すでにピークは過ぎていますが、月光川中流域の増水のようすです。数日前までは水が少なすぎて流れの一部が分断しそうなほどだったのですが、15日の夜からの断続的な雨でみるみる増水してしまいました。河川敷内の低い方の堤防ぎりぎりくらいの水位なので、まだ余裕がありますが、それでもすごい勢いで奔る濁流を見ると、身体がすくみます。

私の工房は、鳥海山から庄内平野に向けて流れ出す二つの川のもうひとつ=日向川の最大支流である荒瀬川のすぐそばにありますが、こちらはもっと激しい増水で、橋桁が水に接するほどの出水でした。堤防の上端まで余すところ2mくらいしかなく、警戒水位を越えたようです。一部通行止めがあり、防災無線の放送も流れました。二河川ともいまのところ目立った被害はきこえてきませんが(鶴岡市や旧平田町などでは土砂崩れ等あり)、大雨・洪水警報は依然発令中で、降雨は明日午前中くらい続きそうなので予断を許しません。

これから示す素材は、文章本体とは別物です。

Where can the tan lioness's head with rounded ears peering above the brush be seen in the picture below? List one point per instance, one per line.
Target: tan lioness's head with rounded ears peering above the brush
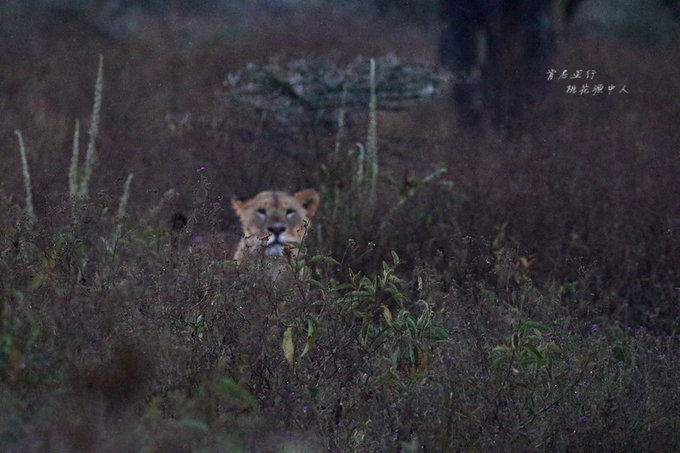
(272, 220)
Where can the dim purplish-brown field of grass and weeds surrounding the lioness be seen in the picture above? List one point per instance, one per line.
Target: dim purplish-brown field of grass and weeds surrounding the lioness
(492, 293)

ところでこうした大雨やそれによる洪水、また地震や台風や旱魃などの自然災害が起きるたびに、それを「自然が牙をむいた」云々と表現する人が少なくありません。しかし私はそうした言葉を見聞きするたびに強い違和感を覚えます。自然はいつだって自然であって、たとえ3月11日のあの巨大地震や大津波であってもそれは自然本来の姿であり、異常でもなんでもありません。

同じ自然でありながら、人間にとってはときに「恵み」や「安楽」であり、ときに「災厄」や「恐怖」となるということであって、徹底的にそれは人間の側の問題です。自然は突然豹変して牙をむいたりすることも、裏切ったりすることもけっしてありません。もちろん小規模の洪水ひとつでもたいへんな苦難ですが、自然がわるいわけではなく、人間にはそれを回避する知恵や技術がないというだけの話です。「牙をむく自然」というような感覚と姿勢でいるかぎり、自然にたいする理解がすすむことはないでしょうし、さらなる苦難が訪れるのを避けることもできないと思います。